2008: $118,588,536 7th (Yankees #1 at $209,081,577)

2009: $100,414,592 9th (Yankees #1 at $201,449,189)

2010: $95,358,016 11th (Yankees #1 at $206,333,389)

2011: $104,188,999 12th (Yankees #1 at $202,689,028)

2012: $95,143,575 12th (Yankees #1 at $197,962,289)

Guggenheim Partners buy the Dodgers during the 2012 season:

2013: $216,334,965 2nd (Yankees #1 at $228,344,965)

2014: $241,128,402 (Highest payroll of any team in American sports history)

2015: $270 million (First again, with nearly $44 million going to players no longer on the team)

revealed McCourt’s plan to cut:
Evidence submitted in the McCourt divorce court trial on September 1, 2010, called for cutting the Dodgers’ payroll from $100 million in 2003 to $85 million in 2006. By the end of his ownership tenure McCourt had leveraged the Dodgers to the point that the team owed lenders $540 million. Court documents showed that most of the profit the Dodgers generated from ticket sales was going toward paying off interest on that debt.

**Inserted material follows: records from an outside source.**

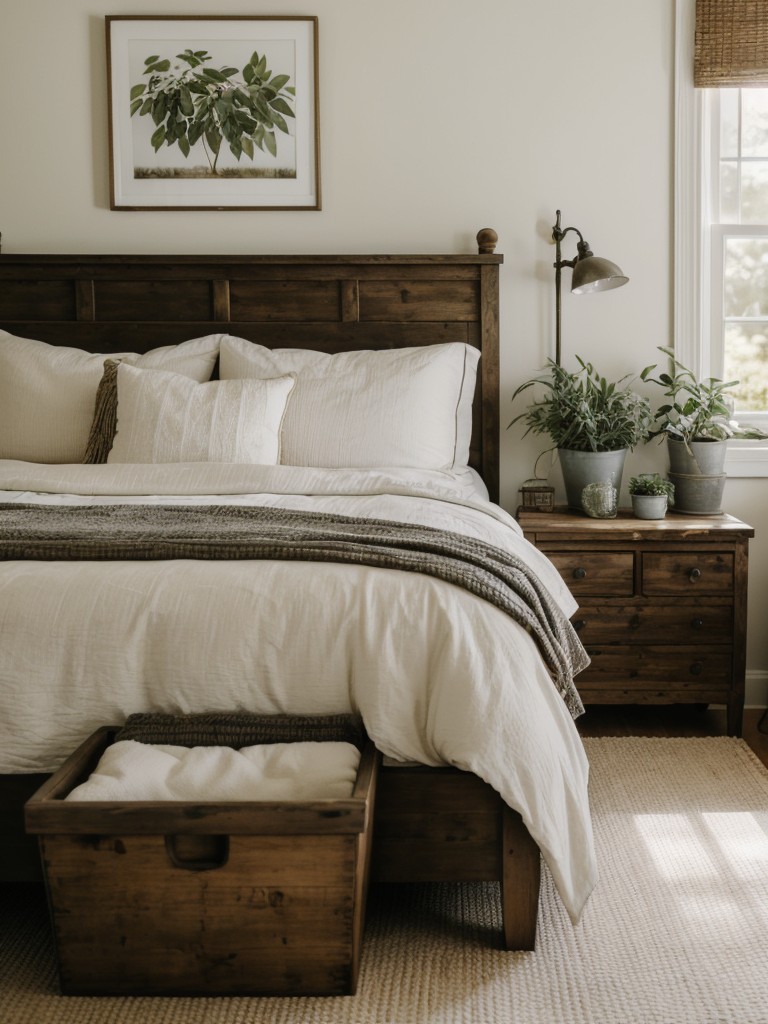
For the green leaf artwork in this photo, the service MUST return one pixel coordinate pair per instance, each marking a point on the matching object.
(190, 101)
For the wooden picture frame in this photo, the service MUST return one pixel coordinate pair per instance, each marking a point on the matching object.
(213, 113)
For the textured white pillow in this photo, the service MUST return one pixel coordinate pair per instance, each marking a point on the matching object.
(164, 417)
(47, 392)
(408, 407)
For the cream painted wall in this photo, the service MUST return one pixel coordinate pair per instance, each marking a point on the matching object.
(436, 119)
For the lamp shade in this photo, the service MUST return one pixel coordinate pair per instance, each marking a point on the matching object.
(593, 273)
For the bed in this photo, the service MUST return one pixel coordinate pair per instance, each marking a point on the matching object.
(470, 701)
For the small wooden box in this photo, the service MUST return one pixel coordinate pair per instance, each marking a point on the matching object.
(179, 898)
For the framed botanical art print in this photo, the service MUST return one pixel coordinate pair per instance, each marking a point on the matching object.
(213, 113)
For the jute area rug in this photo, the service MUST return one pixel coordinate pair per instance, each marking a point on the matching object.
(676, 932)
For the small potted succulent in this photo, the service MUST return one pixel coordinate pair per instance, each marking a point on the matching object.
(651, 495)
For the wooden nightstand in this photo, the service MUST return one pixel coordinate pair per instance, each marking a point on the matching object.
(662, 604)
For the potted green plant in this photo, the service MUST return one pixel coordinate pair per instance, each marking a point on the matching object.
(592, 423)
(697, 424)
(651, 495)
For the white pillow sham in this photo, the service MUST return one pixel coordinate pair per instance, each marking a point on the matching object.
(360, 410)
(47, 392)
(165, 417)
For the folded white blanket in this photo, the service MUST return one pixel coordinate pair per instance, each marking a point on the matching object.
(129, 770)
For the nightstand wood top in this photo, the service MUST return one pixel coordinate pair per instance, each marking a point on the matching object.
(565, 524)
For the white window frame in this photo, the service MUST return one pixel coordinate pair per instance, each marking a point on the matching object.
(697, 303)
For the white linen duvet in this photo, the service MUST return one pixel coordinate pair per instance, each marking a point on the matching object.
(438, 675)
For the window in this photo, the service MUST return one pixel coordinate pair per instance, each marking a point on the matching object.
(738, 245)
(721, 211)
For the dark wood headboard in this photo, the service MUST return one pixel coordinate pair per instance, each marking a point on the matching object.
(330, 303)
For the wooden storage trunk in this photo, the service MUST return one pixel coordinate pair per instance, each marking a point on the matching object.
(180, 898)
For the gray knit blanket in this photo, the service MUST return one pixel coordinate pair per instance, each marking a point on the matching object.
(224, 531)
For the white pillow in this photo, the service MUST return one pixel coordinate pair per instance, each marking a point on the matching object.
(358, 410)
(47, 392)
(164, 417)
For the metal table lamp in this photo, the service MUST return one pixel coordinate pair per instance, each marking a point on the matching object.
(591, 273)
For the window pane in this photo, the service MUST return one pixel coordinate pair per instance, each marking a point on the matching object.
(755, 193)
(747, 360)
(729, 193)
(745, 285)
(728, 123)
(755, 123)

daily home salon sessions:
According to divorce court filings, the McCourts spent $150,000 annually on a hairstylist who came to their home five days a week.

Russian psychic:
His name was Vladimir Shpunt. According to a June 10, 2010,
Los Angeles Times
article by Bill Shaikin (“Dodgers Tap Into V Energy”), Shpunt, who lived most of his life in Russia, had three physics degrees and a letter of reference from a Nobel Prize winner. He would essentially close his eyes and visualize the Dodgers winning. He also held a healing session with Dodger right fielder Jayson Werth after Werth injured his wrist. Werth later said that Dodger doctors had misdiagnosed the injury and that he did not receive proper treatment until he went to the Mayo Clinic. Shpunt also “diagnosed the disconnects” between former manager Jim Tracy and general manager Paul DePodesta.

a home on Charing Cross Road:
All home purchase information comes from McCourt divorce filings. It is also public record.

“I never stopped worrying”:
Jamie McCourt testified in her divorce trial. She also told me as much in an interview conducted in her office on June 22, 2010.